Let's say John is on that team. If John has Use permission on Target T and Edit permission on Unit U, then he can attach Target T to Unit U by setting the TargetID field on the Unit -- step (3) above. Once this association have been created, it represents an authorization for Unit U to be applied to Target T.

So if Jessie has TargetEditChildren permission on the Space containing Unit U, then an Apply will succeed regardless of what permissions Jessie has on Target T -- step (4) above. Similarly, if a CI bot user has TargetEditChildren permission on the Space containing Unit U, it can also perform applies regardless of other permissions.

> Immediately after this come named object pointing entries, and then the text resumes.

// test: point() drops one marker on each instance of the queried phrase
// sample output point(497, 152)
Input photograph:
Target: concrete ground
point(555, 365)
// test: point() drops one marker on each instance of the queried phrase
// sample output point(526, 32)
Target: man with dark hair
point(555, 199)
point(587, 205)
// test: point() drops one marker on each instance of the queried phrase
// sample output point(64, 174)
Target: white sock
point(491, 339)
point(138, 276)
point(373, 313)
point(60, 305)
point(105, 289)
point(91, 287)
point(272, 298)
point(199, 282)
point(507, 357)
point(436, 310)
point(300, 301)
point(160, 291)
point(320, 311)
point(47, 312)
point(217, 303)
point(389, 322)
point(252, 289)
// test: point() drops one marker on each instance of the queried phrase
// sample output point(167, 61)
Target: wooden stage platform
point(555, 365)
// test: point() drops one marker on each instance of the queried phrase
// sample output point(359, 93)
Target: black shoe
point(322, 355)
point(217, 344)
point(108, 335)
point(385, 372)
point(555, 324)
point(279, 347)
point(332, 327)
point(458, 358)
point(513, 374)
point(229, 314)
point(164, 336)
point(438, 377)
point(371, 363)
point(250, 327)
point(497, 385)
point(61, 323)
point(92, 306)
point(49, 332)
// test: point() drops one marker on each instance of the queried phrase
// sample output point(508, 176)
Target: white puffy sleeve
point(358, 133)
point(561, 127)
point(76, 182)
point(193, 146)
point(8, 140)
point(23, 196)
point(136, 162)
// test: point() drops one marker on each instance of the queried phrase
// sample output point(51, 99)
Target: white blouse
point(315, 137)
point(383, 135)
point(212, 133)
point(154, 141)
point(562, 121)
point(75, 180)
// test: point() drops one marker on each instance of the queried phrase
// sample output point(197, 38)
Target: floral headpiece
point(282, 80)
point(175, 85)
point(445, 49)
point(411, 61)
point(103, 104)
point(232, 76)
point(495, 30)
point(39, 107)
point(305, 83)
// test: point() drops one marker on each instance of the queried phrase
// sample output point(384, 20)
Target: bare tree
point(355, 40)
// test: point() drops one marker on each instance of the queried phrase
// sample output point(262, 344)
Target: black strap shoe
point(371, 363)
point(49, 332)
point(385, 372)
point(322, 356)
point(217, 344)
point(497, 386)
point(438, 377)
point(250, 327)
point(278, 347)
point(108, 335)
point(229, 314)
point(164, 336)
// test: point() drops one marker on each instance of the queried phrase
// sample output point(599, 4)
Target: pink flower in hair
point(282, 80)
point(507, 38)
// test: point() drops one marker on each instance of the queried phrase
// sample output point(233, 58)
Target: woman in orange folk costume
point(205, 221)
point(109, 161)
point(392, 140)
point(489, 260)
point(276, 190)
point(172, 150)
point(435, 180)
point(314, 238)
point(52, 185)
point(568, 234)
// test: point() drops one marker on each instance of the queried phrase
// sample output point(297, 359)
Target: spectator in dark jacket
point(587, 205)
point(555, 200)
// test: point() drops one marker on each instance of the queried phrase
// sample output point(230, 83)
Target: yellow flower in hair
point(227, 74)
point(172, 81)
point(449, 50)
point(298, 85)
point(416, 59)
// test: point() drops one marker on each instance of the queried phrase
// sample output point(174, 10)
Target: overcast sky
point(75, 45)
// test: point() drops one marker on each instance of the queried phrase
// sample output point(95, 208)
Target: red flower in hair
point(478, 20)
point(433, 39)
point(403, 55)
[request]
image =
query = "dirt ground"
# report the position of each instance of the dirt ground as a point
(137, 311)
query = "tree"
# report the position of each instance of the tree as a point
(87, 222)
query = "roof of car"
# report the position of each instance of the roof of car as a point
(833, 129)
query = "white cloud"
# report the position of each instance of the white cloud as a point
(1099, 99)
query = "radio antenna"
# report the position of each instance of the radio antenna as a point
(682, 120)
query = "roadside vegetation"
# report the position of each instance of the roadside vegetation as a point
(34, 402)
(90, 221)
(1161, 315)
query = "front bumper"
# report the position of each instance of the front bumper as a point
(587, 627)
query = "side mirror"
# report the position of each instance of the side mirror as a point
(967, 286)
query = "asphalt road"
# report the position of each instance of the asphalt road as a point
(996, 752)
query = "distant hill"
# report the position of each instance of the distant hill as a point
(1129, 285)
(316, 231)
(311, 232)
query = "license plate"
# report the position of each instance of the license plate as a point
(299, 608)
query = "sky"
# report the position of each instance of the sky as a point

The choice of this model stems from the nature of a business. A business is a system of business processes that transcend the humans involved with the business. The systems keep running as people join and leave a company. People are responsible for setting up new systems and change or retire existing systems. Once this is done, the systems do the work and people can quit or transfer to other positions while the system keeps running.

Responsibility for the system is based on the org chart. A system should not be owned by a person. It should be owned by a team or group that maps to an organizational unit in the org chart. This allows people to come and go without causing ownership problems.